En orillas distintas, el vicepresidente Vargas Lleras y el exmandatario Uribe tendrán escenarios paralelos en las regiones. El primero mostrando eficacia de Gobierno, el segundo ausencia de Estado. Un pulso con estrado paralelo en el Congreso, donde el nuevo ministro del Interior, Juan Fernando Cristo, tiene la tarea de asegurar que la bancada de la Unidad Nacional se conserve. Una labor que ya ha dejado ver los primeros desafíos producto de los naturales descontentos en el reparto del poder.

Se habla de fisuras en el partido de La U por la inconformidad de la bandada costeña que reclama los réditos del apoyo a la reelección de Santos; de dificultades en el Partido Liberal por la división entre el Gobierno y el expresidente César Gaviria en la elección de Contralor; o de la línea conservadora de Marta Lucía Ramírez y sus aliados que quieren mantener su distancia crítica.

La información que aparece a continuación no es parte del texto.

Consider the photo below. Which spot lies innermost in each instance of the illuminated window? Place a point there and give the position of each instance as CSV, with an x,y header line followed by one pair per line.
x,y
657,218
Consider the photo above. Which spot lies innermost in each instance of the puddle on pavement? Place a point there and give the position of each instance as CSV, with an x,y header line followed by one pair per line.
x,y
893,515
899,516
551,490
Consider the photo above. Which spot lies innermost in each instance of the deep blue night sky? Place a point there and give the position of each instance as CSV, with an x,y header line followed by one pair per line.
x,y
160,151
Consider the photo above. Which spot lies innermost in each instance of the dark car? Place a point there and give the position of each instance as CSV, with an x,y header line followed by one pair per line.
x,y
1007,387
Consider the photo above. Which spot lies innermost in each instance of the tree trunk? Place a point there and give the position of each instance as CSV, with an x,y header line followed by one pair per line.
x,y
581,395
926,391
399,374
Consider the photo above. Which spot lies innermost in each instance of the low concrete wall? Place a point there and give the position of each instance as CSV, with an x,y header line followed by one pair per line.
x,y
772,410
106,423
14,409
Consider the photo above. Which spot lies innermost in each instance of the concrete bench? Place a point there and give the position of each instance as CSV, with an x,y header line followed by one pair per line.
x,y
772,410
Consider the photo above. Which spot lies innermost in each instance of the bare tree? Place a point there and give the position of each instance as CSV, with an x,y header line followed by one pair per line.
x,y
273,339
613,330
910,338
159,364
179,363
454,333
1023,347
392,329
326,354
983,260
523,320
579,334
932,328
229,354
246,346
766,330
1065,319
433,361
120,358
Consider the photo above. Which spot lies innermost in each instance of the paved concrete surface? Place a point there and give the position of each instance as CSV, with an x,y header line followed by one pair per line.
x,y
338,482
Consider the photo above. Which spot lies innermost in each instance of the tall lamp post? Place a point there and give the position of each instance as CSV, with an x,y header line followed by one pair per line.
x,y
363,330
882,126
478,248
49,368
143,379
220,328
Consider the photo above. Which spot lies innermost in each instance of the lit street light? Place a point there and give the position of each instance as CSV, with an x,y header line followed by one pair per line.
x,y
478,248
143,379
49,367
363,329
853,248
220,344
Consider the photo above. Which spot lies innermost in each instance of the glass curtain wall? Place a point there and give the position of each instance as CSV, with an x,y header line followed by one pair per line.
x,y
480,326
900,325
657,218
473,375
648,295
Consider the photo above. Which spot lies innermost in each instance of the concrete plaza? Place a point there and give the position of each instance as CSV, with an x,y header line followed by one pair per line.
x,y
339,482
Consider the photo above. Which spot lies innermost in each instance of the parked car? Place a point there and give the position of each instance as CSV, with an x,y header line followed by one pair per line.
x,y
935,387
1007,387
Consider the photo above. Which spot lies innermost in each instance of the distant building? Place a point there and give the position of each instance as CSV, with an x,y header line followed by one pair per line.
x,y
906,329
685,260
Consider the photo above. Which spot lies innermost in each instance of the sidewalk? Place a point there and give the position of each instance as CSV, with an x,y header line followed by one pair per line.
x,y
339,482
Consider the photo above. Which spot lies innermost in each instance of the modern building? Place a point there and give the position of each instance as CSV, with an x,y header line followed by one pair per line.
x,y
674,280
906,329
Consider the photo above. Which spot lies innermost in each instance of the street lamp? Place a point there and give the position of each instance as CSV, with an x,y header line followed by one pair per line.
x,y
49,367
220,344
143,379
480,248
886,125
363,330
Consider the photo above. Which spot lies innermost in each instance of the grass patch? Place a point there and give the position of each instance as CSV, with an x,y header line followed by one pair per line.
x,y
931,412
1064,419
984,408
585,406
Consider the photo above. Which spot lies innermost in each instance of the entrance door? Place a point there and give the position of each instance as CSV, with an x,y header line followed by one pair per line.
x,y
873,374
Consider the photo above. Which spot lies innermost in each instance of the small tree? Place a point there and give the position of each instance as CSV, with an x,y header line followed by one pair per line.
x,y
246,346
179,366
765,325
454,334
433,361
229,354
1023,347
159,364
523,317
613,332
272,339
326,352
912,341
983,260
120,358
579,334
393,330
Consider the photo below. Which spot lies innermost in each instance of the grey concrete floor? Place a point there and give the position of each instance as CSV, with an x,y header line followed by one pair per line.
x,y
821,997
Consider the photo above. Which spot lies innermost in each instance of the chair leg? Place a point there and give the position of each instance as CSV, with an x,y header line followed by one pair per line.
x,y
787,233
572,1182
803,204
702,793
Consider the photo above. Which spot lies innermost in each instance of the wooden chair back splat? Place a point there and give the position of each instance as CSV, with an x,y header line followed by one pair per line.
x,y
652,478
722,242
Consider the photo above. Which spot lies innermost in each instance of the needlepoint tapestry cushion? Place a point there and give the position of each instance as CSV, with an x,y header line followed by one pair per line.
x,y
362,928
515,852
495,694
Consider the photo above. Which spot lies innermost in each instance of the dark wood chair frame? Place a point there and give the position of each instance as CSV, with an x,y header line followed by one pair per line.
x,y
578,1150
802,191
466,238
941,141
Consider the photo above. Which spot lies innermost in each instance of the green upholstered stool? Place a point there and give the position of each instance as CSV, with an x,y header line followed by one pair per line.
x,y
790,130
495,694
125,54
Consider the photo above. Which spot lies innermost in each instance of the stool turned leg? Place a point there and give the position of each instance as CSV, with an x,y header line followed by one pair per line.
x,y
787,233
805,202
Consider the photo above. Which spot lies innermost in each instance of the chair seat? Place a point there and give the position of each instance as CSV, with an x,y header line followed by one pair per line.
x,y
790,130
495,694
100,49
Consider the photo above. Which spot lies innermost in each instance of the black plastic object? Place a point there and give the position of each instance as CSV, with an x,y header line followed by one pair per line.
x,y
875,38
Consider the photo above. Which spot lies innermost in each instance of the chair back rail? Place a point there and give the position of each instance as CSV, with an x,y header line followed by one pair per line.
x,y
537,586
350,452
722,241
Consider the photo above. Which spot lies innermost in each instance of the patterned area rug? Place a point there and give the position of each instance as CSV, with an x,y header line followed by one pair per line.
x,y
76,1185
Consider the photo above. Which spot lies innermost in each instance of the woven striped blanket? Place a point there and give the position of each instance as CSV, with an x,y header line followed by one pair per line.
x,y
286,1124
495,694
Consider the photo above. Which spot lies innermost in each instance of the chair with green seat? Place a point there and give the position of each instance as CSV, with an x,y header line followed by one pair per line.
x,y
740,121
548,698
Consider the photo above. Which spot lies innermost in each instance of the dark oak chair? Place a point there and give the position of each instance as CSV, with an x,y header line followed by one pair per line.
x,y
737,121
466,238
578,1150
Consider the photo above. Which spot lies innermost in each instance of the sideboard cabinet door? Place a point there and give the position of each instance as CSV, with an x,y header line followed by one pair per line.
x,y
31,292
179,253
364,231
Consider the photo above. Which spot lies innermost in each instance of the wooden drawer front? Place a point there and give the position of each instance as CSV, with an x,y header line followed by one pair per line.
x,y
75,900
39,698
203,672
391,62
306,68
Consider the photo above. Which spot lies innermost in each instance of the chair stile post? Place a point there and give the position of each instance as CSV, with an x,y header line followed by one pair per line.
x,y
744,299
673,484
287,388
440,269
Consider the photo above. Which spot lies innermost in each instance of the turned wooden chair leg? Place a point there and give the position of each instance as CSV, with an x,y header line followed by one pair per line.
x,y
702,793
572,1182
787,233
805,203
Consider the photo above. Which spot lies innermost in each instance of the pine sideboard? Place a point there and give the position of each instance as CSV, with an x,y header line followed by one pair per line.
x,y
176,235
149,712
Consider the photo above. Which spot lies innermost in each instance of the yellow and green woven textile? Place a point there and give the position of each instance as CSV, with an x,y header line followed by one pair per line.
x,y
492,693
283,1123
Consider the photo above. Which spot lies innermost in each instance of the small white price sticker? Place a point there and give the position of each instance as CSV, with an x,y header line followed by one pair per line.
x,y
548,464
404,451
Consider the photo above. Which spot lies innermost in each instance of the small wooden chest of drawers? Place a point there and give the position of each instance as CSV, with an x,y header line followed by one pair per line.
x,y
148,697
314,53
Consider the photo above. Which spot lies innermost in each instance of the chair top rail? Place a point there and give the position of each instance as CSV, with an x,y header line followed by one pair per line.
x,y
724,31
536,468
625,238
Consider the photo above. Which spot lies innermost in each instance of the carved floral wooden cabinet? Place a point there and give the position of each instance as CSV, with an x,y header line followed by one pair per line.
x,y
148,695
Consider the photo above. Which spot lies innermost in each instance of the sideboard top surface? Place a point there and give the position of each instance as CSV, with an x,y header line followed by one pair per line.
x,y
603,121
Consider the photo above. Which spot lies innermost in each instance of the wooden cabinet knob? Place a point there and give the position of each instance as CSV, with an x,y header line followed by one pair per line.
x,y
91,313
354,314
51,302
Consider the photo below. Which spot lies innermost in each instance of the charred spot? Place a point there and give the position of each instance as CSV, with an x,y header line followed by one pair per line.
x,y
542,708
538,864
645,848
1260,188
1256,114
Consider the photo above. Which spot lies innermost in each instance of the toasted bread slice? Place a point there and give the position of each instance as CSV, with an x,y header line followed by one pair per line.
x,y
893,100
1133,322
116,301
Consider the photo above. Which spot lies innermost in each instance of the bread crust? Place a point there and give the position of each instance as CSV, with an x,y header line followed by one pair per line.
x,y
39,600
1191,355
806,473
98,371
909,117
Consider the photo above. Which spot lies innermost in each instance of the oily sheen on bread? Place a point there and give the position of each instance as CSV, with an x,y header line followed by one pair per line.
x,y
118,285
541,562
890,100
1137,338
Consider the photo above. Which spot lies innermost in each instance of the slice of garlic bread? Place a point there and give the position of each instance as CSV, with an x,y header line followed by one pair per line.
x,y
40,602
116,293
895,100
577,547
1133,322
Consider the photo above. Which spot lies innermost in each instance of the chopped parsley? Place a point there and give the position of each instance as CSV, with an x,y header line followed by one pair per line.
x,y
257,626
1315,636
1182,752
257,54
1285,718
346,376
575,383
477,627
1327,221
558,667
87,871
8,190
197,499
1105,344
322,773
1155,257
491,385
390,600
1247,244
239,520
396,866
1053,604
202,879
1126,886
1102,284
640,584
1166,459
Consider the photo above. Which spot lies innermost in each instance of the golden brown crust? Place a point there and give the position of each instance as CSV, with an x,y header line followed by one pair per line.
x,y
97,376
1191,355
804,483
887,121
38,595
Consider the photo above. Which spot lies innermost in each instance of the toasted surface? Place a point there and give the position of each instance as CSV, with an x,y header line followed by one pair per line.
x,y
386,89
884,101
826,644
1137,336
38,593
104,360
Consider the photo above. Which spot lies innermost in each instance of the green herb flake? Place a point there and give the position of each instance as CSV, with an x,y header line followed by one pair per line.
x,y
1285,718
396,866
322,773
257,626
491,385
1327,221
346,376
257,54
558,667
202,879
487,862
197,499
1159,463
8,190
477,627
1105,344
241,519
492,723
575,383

Un panorama nada fácil para encarar cruciales reformas como el revolcón a la justicia, la educación, la salud y el proyecto bandera llamado de reequilibrio de poderes.

Un frente de complejidades no menor, es el que tendrá que afrontar el otro ministro consejero, el general (r) Óscar Naranjo. Coordinar el Consejo de Seguridad Nacional, y al mismo tiempo estructurar las políticas que se requieren para el posconflicto, entre otras labores encomendadas, ya es una misión de alto calibre. Aliado suyo tendrá que ser el ministro de Agricultura, Aurelio Iragorri, sobre todo si se tiene en cuenta que el modelo del proceso de paz territorial está pensado para que empiece en el campo.

Esta previsto que sea el hombre clave en la última fase de los diálogos de La Habana, pero también tendrá que afrontar todas las dificultades que surjan de buscar los modelos apropiados de reintegración de desmovilizados. De hecho, ya está sobre la mesa el primer dilema. El presidente Santos al fin se decidió por crear el Ministerio de Seguridad Ciudadana, y los oficiales de la reserva activa de la policía ya pegaron el grito en el cielo. Tarde o temprano tendrá que vérselas con los activos de las Fuerzas Armadas.

Como una especie de catalizador entre los partidos políticos y los equipos de Gobierno, el tercer pilar del modelo Santos en su segundo mandato, será el ministro de la Presidencia, Néstor Humberto Martínez. Además de exitoso abogado, su condición de exministro de Justicia y del Interior, le da confianza al presidente para dedicarse a su tarea fundamental: el logro de la paz. Entre tanto Martínez apunta a ser el conciliador, el negociador, la voz del primer mandatario para evitar los desencuentros.

El ajedrez del nuevo gobierno Santos está planteado, pero apenas empiezan a moverse las distintas fuerzas políticas. La izquierda, por ahora sin burocracia pese a su apoyo a la reelección; la Alianza Verde aferrada a su decisión de independencia crítica; y los mismos progresistas, con el alcalde Gustavo Petro a la expectativa de saber qué tanto se quiere asomar el vicepresidente Vargas Lleras en los terrenos bogotanos, donde ambos son fuertes, son contradictores, y más temprano que tarde van a encontrarse.